The Delhi High Court has set aside the Centre's decision to restrict production of Basmati rice only to the Indo-Gangetic plains in Punjab, Haryana, Delhi, Himachal Pradesh, Uttarakhand and parts of Uttar Pradesh and Jammu and Kashmir under the garb of maintaining the quality and purity of the seeds.
Justice Vibhu Bakhru set aside two Office Memorandums (OMs) dated May 29, 2008 and February 7, 2014 and a letter issued by the Ministry of Agriculture vide which the Geographical Indication (GI) of Basmati was restricted to the Indo-Gangetic region in these seven states which meant that only the rice grown in these specified regions would be termed Basmati and the seeds so produced for Basmati cultivation could not be grown outside.
"The import of the OMs is not to ensure that the quality of seeds produced is maintained, but to restrict the area where the seeds could be used for production of crops. The effect of the impugned notifications is that breeder seeds would not be available for production outside the specified areas. The clear object is to ensure that the crop of Basmati rice is only grown in specified areas. This would not only be outside the scope of the Seeds Act but …relates to the field of agriculture, which is a state subject," said Justice Bakhru.
The memorandums have been set aside on a petition moved by the State of Madhya Pradesh which disputing that its 13 districts should also be included as Geographical Indication for Basmati variety of rice.
The allocation of seeds for Basmati allotted during Kharif-2016 (cropping season of autumn) was also withdrawn pursuant to the memorandum that production of Basmati variety seeds would not be taken outside the GI-defined areas.
The Madhya Pradesh government contended that the memorandums do not comply with the Seeds Act.
The court then delved into various provisions of the Seeds Act and noted, "The Seeds Act is not concerned with where and how the seeds are used. Once a person dealing with notified variety of seeds conforms to the requirement of Section 7 of the Seeds Act, there is no restriction as to where and how the crop is to be grown. The Seeds Act is limited to ensuring that the seeds available to farmers conform to the minimum limits of germination and purity and the marks or label affixed thereon correctly indicate so".
Examining the memorandums on the touchstone of the Seeds Act, Justice Bakhru said, "It is important to note that the import of OM-I is to restrict Basmati production to only regions in the Indo-Gangetic plain. OM-I, apart from specifying the characteristics of Basmati rice, seeks to ascribe a Geographical Indication to the said variety(ies). This is, clearly, outside the scope of the Seeds Act."

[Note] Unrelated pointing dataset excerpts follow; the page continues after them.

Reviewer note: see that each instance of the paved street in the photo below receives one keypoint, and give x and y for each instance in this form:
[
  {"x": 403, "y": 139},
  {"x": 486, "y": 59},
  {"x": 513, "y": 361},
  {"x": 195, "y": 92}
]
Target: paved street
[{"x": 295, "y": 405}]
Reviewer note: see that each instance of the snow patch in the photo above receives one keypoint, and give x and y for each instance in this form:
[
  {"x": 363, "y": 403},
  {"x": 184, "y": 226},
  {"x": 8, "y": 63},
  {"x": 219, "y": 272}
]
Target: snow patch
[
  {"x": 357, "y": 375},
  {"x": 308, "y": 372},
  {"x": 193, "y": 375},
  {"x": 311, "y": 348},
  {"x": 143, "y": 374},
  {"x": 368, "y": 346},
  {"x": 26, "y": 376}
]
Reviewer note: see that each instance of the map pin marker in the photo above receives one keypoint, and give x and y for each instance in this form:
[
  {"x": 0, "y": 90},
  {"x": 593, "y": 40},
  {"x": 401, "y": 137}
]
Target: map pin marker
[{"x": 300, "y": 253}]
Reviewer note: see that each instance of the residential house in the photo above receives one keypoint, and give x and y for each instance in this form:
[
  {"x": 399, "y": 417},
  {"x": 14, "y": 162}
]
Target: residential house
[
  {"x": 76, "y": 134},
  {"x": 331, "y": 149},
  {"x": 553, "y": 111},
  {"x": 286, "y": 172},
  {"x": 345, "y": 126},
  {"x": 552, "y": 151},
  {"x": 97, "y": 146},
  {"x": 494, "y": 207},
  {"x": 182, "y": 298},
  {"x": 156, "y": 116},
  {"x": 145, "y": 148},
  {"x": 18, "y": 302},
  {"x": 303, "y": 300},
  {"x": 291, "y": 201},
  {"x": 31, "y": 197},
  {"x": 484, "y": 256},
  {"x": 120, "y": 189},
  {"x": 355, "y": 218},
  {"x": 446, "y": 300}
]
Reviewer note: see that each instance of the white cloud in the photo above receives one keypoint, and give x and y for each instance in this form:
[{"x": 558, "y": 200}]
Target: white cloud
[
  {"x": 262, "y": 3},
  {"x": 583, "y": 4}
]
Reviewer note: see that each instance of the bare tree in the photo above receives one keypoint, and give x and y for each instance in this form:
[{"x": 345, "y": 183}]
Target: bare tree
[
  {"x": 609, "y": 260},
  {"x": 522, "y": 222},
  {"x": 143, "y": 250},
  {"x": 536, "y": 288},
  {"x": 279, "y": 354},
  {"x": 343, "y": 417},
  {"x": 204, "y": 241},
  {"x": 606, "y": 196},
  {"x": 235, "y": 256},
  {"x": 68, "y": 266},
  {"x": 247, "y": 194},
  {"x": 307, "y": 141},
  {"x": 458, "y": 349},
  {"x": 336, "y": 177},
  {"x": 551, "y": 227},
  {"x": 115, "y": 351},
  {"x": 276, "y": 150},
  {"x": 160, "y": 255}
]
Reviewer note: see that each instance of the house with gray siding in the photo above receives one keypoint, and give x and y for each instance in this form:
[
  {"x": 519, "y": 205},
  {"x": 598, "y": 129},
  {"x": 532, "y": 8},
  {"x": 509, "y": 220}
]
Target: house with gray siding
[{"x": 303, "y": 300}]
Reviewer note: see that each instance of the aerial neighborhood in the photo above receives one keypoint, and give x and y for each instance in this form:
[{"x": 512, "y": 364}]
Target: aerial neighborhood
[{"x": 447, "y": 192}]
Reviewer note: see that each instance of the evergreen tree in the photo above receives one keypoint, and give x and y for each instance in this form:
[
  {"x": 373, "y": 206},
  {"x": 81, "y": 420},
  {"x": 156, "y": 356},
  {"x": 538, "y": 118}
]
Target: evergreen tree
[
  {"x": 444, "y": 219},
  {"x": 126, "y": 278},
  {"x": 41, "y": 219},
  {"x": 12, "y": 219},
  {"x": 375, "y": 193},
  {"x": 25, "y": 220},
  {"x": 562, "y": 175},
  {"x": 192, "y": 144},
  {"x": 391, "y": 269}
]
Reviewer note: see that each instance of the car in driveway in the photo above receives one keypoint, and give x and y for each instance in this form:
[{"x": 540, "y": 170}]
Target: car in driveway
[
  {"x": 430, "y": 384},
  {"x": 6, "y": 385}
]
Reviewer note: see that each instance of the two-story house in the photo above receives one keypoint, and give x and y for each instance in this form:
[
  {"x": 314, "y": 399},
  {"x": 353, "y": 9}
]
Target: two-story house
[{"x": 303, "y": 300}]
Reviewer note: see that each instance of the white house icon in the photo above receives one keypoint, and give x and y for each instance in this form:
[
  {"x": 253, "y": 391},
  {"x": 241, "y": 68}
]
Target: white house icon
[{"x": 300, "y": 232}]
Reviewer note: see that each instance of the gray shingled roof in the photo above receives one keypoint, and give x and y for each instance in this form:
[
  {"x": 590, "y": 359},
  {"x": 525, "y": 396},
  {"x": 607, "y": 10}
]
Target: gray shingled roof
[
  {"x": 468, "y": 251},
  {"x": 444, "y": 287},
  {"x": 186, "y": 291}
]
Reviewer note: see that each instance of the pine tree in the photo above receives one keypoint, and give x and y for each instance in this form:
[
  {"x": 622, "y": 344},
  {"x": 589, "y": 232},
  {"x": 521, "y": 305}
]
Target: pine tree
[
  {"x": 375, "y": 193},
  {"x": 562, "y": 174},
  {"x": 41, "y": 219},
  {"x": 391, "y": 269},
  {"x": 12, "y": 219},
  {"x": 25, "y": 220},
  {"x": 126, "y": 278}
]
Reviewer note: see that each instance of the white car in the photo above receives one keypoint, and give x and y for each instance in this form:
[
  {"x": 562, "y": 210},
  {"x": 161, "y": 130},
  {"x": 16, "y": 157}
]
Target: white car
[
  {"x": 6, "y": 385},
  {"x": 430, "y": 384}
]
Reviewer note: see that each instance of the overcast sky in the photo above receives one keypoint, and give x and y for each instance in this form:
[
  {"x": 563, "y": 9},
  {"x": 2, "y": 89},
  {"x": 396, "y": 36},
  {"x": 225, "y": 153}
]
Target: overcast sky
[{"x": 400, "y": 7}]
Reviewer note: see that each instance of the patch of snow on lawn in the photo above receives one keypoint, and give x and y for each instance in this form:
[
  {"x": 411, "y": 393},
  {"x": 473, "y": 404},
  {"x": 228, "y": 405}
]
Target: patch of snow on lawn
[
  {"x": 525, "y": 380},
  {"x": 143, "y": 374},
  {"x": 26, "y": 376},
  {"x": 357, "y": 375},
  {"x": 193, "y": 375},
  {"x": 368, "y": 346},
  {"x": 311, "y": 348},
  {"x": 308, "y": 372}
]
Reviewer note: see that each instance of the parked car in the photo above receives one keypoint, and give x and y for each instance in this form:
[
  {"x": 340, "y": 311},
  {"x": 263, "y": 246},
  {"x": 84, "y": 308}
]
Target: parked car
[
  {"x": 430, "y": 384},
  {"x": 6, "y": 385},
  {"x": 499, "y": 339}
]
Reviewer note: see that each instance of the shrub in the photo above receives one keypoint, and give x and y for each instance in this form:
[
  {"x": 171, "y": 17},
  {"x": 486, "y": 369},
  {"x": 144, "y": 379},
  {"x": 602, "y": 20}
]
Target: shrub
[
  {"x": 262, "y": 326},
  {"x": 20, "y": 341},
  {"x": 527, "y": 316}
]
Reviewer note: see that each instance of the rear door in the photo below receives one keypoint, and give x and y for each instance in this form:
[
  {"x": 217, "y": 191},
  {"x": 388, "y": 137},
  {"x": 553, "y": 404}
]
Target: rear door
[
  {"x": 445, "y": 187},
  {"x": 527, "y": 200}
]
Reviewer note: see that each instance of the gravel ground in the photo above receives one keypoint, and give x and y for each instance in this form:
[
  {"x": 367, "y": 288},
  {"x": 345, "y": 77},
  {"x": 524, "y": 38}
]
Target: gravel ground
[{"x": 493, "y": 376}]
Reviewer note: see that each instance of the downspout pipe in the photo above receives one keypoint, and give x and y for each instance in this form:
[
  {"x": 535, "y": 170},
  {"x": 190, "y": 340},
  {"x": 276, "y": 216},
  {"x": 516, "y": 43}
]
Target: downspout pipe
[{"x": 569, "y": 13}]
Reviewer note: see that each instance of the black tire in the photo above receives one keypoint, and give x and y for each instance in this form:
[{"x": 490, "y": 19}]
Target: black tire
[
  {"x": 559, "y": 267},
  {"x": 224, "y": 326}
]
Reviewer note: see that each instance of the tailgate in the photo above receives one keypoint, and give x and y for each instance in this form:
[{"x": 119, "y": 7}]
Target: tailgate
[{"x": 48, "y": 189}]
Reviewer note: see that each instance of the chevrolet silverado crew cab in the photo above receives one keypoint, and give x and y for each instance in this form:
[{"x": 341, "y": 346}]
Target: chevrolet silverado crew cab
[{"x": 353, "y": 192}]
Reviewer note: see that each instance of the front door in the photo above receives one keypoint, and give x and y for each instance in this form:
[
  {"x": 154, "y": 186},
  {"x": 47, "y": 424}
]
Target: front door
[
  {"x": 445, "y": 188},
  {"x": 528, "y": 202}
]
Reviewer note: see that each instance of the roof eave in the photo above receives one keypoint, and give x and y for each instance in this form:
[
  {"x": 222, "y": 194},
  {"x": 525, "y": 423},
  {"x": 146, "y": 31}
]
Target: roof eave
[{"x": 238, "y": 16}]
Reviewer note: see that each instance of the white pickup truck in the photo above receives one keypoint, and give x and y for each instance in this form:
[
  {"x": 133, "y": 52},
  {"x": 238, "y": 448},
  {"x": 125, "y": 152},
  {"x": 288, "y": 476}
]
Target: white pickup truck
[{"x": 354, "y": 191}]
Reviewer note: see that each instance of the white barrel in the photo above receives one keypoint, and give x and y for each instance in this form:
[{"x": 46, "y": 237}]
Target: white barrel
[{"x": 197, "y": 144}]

"OM-II seeks to proscribe registration of Basmati variety for certification and foundation seed production outside the area detailed under G-I for Basmati rice. The production of certified seeds is required to be carried out in the manner as prescribed under the Seeds Act. As noticed above, in terms of Rule 14 of the Seeds Rules, the production of foundation seeds has to be supervised and approved by the Seeds Certification Agency so as to maintain specific genetic purity and identity. It is nobody's case that production of foundation seeds outside the GI for Basmati rice would dilute its genetic identity or purity. OM-II is plainly alien to the scope and object to the Seeds Act, which is to ensure that the quality seeds are available to farmers. The import of OM-II is to restrict the area of production of seeds, which is wholly outside the scheme of the Seeds Act".
The court refrained from expressing any opinion on a 2017 notification issued by the Centre restricting the seeds production of Basmati varieties of rice to the rice-growing areas of Punjab, Haryana, Himachal Pradesh, Delhi, Uttarakhand, parts of western Uttar Pradesh and State of Jammu and Kashmir.